Also known as root celery, knob celery
Apium graveolens var. Rapaceum
Umbelliferae Family

Celeriac is closely related to celery, but easier to grow. It is prized for its crisp, celery-flavored root, which you can eat raw or cooked. A staple in Europe, it is little known in North America.

Site Characteristics
  • full sun
  • part shade
Prefers full sun.

Soil conditions:

  • tolerates damp soil
Like celery, celeriac prefers rich soil, high in organic matter with pH 6.0 to 7.0, and plentiful, consistent moisture.
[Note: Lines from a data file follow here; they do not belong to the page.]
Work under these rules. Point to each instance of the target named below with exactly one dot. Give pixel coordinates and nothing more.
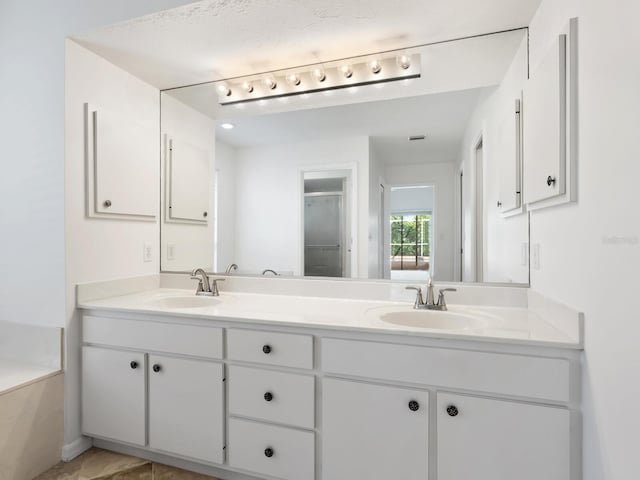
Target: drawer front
(153, 336)
(291, 451)
(519, 375)
(270, 348)
(274, 396)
But it will tolerate less-than-ideal conditions.
Plant Traits

Lifecycle: annual

Biennial grown as an annual.

Ease-of-care: moderately difficult

Foliage color:

  • medium green
  • dark green

Foliage texture: medium


  • cushion, mound or clump
  • upright
Special Considerations
  • frost - More frost-tolerant than celery.
Special characteristics:
  • not native to North America - Mediterranean origin.
Growing Information
How to plant:

Propagate by seed

Germination temperature: 70 F to 75 F - Optimum when starting indoors.

Days to emergence: 14 to 21

Maintenance and care:
Grow celeriac similar to celery. Start plants inside about 10 to 12 weeks before last frost. Plant several seeds per cell. Seeds need light to germinate, so don’t cover seed deeply. 50 percent germination is considered good for this crop.

Keep soil moist and warm (about 70 F to 75 F) until seeds germinate in 2 to 3 weeks. After germination, grow inside in a cool location (about 60 F to 70 F). Thin to one plant per cell.

Set out transplants closely spaced - just 6 to 8 inches apart, about 2 weeks before average last frost. Plants can withstand light to moderate frosts.

Mulch or hill soil over root shoulders to keep them covered.

In Zone 7 and warmer, can be planted in summer for winter and spring harvest.

Browse celeriac varieties at our Vegetable Varieties for Gardeners website.

Look for different sized roots and days to harvest, usually 110 to 130 days. Several heirloom varieties are available, though many seed catalogs just list the generic species.